From Pole to Pole, The Arctic and The Antarctic: 1957 – 1961

At an age when most of his contemporaries were retired, Beau continued to accept nomadic assignments. In 1957, at the age of 67, he packed up his cold weather gear and headed north to the Arctic on a Navy assignment. As the official staff artist to Task Group 572 West he recorded the activities of the International Geophysical Year expedition. The task force set out to establish and supply sites along the DEW (Distant Early Warning) line, a cold war defense project designed to alert the U.S. and Canadian military as to intrusions by unfriendly aircraft. Based in Point Barrow, Alaska, aboard the flagship, USS Eldorado, Beau sailed and flew more than 30,000 miles, painting and sketching the Arctic territory. And this expedition would make history. He captured the action as the Canadian ice breaker Labrador led the way through the Beaufort Sea and the Amundsen Gulf to the famed Bellot Strait. Deep water vessels of the expedition traversed from the Pacific Ocean to the Atlantic Ocean through the ice for the first time in history. The true "Northwest Passage" had been mastered after many failed attempts! Beau wrote in his diary that he was "attracted to many strange places and peoples, but none has held the fascination for him as much as the Northwest Passage....I have the honor to be the first artist to transit the Bellot Strait and first to paint it."

The paintings produced on this expedition, often in difficult conditions, represent some of the most unusual and exquisite works of his career. “Arctic Ice Blink” and “USCG Ice Breaker Making a Lead” and many more works were created during the expedition, and the paintings would later be shown at military and civilian venues throughout the United States.

Two years later, when the Navy launched Task Force 43 to the Antarctic in, November of 1959, Beau was on his way again. This time he was appointed the Official Staff Artist for Operation Deepfreeze 60. The Task Force assignment was to explore the “Eights Coast” and the Bellingshausen Sea.
The artist painting on the ice in Antarctica, Dec, 1959
The artist painting on the ice in Antarctica, Dec, 1959 Antarctica proved to be treacherous. The weather was unpredictable as were the constantly changing ice flows. At one point, while crossing a snow bridge across the ice, Beau suddenly fell into an ice crevasse. He dangled dangerously above the dark and freezing water below him. Slowly, as he continued to slip toward the frigid water, in one great yank, his companion, Captain Roy Champion, pulled him of the crevasse. He had been lucky, although his painting arm was injured once more in the process of being saved. The pain he experienced subsequently was the price he paid for having his life saved.
Beau completed 25 paintings and 350 sketches during the six months of his first expedition to Antarctica. But one of his ambitions was unfulfillesd; weather interfered, and he was unable to achieve his goal of making the pilgrimage to the South Pole. Inspired nonetheless by the intense beauty of the ice and the Antarctic landscape, Beau would persist in his quest to visit the South Pole by returning to the Antarctic in the winter of 1960-61. He was, once again appointed the Official Staff Artist for operation Deep Freeze 61.

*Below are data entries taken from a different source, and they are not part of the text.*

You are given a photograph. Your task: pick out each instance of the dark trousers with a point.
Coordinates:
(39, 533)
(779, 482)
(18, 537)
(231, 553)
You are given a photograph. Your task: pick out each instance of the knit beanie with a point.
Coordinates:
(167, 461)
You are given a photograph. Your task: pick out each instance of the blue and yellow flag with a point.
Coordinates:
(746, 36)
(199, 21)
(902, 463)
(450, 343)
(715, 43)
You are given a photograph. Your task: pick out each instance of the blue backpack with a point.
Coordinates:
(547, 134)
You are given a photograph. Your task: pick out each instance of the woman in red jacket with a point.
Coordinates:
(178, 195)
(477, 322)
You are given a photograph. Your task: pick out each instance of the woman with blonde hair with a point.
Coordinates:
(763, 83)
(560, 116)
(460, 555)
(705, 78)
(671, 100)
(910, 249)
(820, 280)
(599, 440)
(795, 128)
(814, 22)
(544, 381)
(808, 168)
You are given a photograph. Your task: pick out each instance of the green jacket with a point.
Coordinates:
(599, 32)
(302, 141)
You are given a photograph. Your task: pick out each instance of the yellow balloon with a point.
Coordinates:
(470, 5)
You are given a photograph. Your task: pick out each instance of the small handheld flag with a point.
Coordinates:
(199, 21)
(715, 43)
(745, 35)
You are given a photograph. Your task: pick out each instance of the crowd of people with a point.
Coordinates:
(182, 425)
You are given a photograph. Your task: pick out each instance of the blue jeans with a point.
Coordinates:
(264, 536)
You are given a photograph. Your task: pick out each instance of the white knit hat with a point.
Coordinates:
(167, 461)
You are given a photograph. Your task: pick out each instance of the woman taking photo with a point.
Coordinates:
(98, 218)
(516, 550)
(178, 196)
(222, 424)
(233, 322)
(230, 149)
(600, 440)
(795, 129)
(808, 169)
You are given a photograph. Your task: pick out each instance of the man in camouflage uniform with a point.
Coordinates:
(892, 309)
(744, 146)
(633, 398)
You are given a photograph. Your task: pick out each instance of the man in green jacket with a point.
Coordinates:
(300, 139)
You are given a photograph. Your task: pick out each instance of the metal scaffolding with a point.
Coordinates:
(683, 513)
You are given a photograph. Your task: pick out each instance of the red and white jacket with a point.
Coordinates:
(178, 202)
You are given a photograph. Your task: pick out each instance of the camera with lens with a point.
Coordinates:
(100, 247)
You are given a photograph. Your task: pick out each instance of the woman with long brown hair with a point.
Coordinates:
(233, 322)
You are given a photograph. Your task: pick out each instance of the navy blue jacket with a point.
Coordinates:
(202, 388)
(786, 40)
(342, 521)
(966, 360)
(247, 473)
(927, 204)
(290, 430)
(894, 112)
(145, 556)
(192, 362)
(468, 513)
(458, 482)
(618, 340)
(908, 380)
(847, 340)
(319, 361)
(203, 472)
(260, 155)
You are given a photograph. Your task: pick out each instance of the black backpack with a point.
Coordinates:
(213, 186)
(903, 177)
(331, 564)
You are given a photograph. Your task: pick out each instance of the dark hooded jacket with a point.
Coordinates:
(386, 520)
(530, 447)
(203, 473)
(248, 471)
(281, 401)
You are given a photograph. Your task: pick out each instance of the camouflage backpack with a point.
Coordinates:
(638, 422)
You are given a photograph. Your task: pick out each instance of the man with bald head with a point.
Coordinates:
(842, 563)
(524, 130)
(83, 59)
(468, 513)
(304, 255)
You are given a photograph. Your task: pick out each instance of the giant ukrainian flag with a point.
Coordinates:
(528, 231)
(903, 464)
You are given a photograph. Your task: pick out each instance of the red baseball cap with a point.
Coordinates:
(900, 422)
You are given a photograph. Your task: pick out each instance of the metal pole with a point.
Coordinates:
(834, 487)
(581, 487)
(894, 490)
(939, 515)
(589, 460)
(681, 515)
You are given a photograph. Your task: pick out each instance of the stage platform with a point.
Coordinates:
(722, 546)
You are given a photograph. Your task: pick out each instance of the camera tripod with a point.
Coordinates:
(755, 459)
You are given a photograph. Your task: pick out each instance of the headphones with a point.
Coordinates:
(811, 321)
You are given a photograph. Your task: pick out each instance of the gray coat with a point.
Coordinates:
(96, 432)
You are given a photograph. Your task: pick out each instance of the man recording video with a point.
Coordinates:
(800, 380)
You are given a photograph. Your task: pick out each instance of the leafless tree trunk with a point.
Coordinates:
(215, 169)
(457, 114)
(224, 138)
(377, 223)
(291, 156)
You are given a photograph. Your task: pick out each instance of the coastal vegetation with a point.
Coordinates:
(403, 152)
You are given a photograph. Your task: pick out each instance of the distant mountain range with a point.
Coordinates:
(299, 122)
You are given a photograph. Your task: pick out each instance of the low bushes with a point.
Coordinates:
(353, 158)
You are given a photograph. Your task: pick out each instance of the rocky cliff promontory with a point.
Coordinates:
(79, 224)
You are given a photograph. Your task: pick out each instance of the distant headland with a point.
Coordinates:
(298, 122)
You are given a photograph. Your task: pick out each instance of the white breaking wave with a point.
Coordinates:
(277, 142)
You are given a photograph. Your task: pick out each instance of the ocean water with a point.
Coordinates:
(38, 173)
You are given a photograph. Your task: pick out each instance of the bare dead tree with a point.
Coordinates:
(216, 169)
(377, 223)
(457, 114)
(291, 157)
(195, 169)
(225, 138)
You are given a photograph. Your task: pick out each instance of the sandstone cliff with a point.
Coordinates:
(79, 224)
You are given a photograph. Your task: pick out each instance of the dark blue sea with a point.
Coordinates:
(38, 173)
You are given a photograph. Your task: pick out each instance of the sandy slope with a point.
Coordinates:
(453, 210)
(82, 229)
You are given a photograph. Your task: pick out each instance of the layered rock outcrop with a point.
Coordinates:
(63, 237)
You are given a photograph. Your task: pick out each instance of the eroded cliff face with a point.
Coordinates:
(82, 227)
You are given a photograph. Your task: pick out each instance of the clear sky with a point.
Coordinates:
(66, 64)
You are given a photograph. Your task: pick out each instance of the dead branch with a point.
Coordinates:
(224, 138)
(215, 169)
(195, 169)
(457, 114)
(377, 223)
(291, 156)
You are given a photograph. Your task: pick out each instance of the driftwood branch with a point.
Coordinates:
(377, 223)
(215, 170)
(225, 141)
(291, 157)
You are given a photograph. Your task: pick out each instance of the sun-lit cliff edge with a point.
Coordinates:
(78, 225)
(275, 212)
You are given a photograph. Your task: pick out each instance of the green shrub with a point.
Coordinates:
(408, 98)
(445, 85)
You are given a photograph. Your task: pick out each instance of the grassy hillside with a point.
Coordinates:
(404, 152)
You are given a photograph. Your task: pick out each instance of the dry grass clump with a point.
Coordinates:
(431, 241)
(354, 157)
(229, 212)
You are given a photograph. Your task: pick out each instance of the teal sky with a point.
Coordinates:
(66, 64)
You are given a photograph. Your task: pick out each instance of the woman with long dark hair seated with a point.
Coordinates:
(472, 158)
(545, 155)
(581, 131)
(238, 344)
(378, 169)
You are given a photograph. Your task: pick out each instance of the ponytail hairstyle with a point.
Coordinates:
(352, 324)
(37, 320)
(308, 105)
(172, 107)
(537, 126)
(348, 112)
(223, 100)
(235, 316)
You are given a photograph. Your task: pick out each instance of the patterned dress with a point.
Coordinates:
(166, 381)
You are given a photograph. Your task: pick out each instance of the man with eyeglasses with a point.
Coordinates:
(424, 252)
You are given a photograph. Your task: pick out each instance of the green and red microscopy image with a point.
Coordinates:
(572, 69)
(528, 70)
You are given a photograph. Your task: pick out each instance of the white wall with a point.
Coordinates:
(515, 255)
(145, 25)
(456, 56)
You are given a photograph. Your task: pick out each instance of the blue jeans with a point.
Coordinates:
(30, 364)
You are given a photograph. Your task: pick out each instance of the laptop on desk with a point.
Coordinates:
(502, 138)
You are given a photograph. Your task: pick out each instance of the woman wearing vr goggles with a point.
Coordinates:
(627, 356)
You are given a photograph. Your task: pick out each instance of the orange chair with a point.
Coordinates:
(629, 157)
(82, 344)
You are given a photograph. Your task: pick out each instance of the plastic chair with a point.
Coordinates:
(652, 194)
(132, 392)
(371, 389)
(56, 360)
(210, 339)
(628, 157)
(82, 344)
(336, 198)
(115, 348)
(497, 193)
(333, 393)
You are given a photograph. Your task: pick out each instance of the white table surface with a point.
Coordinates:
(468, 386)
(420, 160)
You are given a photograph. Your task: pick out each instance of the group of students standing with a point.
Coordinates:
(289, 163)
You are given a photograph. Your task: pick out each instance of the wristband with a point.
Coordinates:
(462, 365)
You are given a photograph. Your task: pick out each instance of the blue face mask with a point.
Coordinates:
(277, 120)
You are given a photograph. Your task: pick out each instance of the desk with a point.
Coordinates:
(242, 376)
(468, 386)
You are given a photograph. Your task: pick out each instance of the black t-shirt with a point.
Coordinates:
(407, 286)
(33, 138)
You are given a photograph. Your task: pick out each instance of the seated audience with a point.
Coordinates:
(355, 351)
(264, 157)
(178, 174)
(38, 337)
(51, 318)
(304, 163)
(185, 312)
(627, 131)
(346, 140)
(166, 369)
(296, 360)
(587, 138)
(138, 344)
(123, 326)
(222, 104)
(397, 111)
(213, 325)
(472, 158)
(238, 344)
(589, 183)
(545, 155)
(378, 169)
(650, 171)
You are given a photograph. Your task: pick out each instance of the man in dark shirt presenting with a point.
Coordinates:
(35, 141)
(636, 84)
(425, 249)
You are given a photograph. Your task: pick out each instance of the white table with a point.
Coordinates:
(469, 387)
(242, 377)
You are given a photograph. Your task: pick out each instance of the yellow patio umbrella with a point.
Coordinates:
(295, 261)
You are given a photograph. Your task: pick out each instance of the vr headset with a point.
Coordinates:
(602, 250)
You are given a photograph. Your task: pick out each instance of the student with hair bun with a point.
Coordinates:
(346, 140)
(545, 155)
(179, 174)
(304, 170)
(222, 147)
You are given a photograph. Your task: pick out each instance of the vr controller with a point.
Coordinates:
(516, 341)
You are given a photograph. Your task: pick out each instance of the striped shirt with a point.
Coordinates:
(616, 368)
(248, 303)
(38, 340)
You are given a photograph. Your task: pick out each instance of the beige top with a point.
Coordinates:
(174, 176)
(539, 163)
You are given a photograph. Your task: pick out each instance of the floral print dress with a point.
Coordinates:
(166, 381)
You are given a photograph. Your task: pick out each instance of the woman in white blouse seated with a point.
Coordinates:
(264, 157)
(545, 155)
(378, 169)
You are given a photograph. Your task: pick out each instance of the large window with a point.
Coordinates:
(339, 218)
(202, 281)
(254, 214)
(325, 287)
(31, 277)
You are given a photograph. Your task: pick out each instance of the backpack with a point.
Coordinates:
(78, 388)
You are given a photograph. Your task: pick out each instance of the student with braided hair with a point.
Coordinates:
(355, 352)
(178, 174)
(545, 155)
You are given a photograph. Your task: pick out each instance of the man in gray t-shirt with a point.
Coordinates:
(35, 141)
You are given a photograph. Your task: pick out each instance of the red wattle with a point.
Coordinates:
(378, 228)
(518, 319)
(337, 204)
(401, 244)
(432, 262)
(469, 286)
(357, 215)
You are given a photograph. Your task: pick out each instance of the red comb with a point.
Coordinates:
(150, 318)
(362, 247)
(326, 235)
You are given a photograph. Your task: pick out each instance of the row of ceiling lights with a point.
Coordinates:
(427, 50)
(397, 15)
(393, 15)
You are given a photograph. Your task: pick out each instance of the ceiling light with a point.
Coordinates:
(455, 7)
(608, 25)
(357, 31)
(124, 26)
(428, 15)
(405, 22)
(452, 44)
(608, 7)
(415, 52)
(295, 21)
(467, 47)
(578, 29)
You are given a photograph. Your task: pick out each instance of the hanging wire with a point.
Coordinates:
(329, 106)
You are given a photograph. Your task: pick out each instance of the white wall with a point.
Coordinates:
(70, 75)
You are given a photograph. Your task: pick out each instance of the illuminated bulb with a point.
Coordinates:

As plans his second expedition were drawn up, Commodore MacDonald asked him pointedly, are you up for it? At the age of 71 Beau replied, “Yes sir, on three conditions. If I am able physically do so; if weather conditions of blizzards, white-outs, wind and plain exhaustion do not defeat me; and if you can get me to the Pole!"

Once again, encourages by the beautiful scenery he wrote: "Antarctica is fantastic, indescribable, unpredictable, inexplorable and ruthless, yet hauntingly beautiful....It is alone, apart, defiant and awesome. A great white desert."

With great persistence, Beau finally made it to the South Pole. Planning to stay for just six hours at the pole Station, the weather changed abruptly, and his transport plane was unable to make the landing and pick him up. He and his companions were marooned for seven days at an altitude of 9,000 feet and 20 degrees below zero. He described his experience as "the most rugged in a lifetime of adventure and excitement." The Pole Station is twenty feet underground, and Beau described it as living in a freezer. Despite these challenging conditions, Beau was successful in creating multiple watercolors on location at South Pole Station using the scientists' observation dome as his studio. He also created watercolor sketches, painted in 30-second increments, outdoors in the brilliant sunlight in almost impossibly cold conditions. He wore two pairs of gloves, with hand warmers inside. In the end, he was the first artist in history to create, in plein air, paintings at the geographic South Pole. What was his secret in combating the extreme cold? He mixed torpedo alcohol with water so that his paint would not freeze on his brush. "Mission Accomplished!" he exclaimed. It is remarkable that Beau traveled to Antarctica at over seventy years of age, while producing paintings of historical relevance and dramatic beauty. The first Painting ever created at the South Pole rests today in the collection of the Explorers Club in New York City.